Researchers at the UCSD School of Medicine have determined that alcohol interferes with intestinal defense mechanisms by decreasing levels of naturally occurring antimicrobials. In a study published in “Cell Host & Microbe” on Feb. 10, biologists discovered that bacteria left unchecked by these intestinal antibiotics can migrate to the liver and contribute to alcoholic liver disease.
Bernd Schnabl, associate professor of gastroenterology at the UCSD School of Medicine, explained to the UCSD Guardian how a previously understood correlation between high alcohol consumption and excessive intestinal bacteria growth encouraged further exploration of gut microbiota.
“We knew for a long time that patients with heavy drinking and alcoholic liver disease show intestinal bacterial overgrowth and dysbiosis,” Schnabl told the UCSD Guardian. “From preclinical studies we also knew that the gut microbiome is important … Why changes in the intestinal microbiome occur was not known.”
The human body naturally maintains consistent microbial concentrations in the intestine. Alcohol, however, prevents intestinal cells from producing the antimicrobials responsible for this regulation, allowing bacteria inherent to the gut to relocate to the liver.
By examining the effects of chronic alcohol consumption on mice, Schnabl and his team of researchers concluded that decreased intestinal levels of the antibiotic proteins REG3G and REG3B promote alcoholic liver disease.
“We used genetically engineered REG3G and REG3B deficient mice and subjected them to chronic ethanol feeding,” Schnabl said. “Deficiency in REG3 lectins mimics a suppression induced by heavy drinking.”
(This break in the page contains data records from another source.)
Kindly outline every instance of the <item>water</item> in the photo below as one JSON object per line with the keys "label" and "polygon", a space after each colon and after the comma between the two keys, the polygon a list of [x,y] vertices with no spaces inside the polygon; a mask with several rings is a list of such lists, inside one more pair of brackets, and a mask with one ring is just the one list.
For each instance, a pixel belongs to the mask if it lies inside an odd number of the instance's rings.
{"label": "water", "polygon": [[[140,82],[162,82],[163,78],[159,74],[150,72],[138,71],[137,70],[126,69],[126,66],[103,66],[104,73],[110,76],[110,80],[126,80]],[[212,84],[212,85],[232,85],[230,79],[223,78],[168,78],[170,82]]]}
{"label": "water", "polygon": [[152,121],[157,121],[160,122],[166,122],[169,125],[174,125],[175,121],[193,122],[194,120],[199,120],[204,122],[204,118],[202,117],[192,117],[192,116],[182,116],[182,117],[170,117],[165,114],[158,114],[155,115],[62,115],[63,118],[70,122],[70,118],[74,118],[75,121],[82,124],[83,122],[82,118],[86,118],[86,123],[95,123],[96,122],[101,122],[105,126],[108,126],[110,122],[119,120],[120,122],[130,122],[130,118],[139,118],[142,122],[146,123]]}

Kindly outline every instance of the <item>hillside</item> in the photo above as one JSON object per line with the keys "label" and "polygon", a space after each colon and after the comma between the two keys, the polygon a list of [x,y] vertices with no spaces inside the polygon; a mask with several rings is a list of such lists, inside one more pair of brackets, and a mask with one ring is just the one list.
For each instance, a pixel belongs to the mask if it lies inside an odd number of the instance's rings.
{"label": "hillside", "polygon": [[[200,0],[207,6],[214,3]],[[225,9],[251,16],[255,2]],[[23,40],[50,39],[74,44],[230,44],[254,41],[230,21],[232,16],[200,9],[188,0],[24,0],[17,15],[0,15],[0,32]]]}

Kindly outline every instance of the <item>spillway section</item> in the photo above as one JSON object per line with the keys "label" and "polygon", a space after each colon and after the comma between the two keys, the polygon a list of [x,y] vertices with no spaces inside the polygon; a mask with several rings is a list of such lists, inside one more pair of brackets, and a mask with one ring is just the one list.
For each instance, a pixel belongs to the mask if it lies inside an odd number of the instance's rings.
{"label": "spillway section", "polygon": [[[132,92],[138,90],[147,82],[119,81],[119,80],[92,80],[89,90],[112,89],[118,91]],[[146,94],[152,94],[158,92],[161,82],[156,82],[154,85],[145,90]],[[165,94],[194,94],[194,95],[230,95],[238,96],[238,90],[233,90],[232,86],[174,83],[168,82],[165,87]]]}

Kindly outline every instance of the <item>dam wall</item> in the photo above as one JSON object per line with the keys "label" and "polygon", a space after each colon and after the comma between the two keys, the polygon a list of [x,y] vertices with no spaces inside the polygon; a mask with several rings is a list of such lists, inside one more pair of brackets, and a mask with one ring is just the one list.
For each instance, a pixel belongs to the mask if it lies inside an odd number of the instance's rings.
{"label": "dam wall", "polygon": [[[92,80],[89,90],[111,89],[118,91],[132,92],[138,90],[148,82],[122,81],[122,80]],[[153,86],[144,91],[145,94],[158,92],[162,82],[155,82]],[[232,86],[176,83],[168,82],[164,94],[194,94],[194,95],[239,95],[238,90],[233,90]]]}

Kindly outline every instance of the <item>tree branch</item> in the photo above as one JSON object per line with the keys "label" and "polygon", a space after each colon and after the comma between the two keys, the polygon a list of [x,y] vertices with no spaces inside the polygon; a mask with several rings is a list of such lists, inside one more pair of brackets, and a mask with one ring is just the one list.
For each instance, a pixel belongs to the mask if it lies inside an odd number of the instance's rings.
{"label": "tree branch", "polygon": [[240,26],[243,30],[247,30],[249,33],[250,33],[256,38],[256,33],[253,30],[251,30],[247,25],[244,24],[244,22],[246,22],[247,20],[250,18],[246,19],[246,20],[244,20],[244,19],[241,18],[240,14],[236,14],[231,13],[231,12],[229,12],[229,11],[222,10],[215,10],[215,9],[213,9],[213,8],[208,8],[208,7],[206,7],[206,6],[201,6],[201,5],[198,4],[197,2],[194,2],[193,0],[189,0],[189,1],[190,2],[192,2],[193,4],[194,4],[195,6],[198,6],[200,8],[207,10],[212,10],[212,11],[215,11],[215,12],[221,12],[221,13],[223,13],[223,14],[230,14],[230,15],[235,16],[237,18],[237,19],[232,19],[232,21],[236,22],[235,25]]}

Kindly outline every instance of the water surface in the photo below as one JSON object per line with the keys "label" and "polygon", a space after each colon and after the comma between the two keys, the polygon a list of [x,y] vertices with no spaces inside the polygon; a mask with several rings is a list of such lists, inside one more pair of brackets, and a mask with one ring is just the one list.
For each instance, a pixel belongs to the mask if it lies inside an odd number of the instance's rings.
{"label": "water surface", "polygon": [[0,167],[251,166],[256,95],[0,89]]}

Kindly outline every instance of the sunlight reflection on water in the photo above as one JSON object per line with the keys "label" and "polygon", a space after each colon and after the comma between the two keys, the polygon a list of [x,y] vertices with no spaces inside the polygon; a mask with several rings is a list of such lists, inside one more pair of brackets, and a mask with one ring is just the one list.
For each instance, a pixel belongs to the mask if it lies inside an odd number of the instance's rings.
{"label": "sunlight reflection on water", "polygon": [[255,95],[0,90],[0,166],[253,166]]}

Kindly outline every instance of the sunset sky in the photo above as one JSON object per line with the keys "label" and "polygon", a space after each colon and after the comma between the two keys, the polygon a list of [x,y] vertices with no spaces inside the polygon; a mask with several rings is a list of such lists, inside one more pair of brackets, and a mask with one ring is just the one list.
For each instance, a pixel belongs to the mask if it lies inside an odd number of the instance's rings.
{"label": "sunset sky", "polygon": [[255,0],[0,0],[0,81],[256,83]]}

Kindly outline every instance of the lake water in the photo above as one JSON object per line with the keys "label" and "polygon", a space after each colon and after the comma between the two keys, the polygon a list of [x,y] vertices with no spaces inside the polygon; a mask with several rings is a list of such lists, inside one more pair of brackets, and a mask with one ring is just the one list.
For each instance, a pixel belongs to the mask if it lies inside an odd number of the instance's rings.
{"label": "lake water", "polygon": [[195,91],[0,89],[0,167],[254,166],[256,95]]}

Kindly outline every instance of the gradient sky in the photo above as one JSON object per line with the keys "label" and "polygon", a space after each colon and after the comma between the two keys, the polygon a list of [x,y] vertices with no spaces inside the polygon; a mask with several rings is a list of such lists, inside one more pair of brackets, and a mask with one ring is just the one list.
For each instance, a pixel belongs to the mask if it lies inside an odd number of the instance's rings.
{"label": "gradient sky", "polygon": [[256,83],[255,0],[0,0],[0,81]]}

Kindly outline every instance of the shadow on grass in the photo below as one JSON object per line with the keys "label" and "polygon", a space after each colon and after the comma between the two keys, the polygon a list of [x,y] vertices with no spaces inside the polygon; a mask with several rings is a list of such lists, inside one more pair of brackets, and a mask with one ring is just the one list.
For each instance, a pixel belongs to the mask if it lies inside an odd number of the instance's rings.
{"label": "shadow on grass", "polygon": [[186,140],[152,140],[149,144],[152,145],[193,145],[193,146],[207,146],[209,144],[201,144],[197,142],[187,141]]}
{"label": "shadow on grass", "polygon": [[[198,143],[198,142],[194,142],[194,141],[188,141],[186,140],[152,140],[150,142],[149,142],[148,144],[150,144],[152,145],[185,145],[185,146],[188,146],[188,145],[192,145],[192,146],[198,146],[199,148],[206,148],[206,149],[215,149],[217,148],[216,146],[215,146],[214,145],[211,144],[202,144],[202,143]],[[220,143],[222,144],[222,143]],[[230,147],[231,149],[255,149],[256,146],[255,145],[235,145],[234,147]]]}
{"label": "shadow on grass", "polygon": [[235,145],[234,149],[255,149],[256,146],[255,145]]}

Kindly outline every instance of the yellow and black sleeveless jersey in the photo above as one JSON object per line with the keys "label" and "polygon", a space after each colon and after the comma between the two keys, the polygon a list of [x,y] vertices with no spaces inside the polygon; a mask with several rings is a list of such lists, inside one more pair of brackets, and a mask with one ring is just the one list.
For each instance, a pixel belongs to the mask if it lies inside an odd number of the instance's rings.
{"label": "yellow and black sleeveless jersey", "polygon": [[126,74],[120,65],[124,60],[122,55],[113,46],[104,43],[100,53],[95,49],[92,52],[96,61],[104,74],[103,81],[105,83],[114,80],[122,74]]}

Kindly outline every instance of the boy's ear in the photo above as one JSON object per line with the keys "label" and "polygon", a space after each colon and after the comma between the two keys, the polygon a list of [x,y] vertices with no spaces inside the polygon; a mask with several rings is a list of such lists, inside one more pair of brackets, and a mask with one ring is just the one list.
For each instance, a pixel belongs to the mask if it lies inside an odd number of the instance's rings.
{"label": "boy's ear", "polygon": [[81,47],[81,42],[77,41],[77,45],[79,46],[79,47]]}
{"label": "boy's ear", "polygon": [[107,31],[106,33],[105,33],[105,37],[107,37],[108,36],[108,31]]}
Schnabl added that his team also created a transgenic mouse that overexpressed REG3G in the intestine to determine whether or not “boosting” the intestinal defence would prevent alcoholic liver disease.
Their research, supported by the National Institute on Alcohol Abuse and Alcoholism, concluded that increasing levels of REG3 lectins reduced bacterial migration to the liver and prevented alcoholic liver disease. Mice genetically engineered to be deficient in REG3 lectins developed alcoholic liver disease that was more severe than mice with normal levels of the antibiotic proteins.
Intestinal microbiota can occur in the lumen, the interior of the gastrointestinal tract, or adhere to the mucosal lining surrounding the lumen. The researchers discovered, however, that only mucosa-associated bacteria accumulate in the absence of REG3 lectins.
Schnabl elaborated on how this study confirmed a link between increased levels of adherent microbiota in the absence of REG3 lectins and the development of alcoholic liver disease.
“Alcohol is known to damage the liver directly,” Schnabl said. “We now provide evidence that suppression of intestinal defence mechanisms leads to increased alcoholic liver disease by a mechanism that involves failure to control the adherent microbiota in the intestine. This is a completely new mechanistic link in the gut-liver axis and the first evidence linking intestinal antimicrobial molecules to extraintestinal disease.”
Fluctuating REG3 levels had similar effects on the adherent microbiota of humans. Schnabl expanded on how steps taken to control REG3 expression might contribute to future treatments of alcoholic liver disease.
“Our studies suggest that boosting the intestinal defence might help in the treatment of alcoholic liver disease,” said Schnabl. “We have some evidence that prebiotics increase the intestinal expression of REG3 lectins. Future research will have an important direction: Can we identify other molecules or strategies to increase REG3 expression, which could be used as therapeutic approach in patients with alcoholic liver disease.”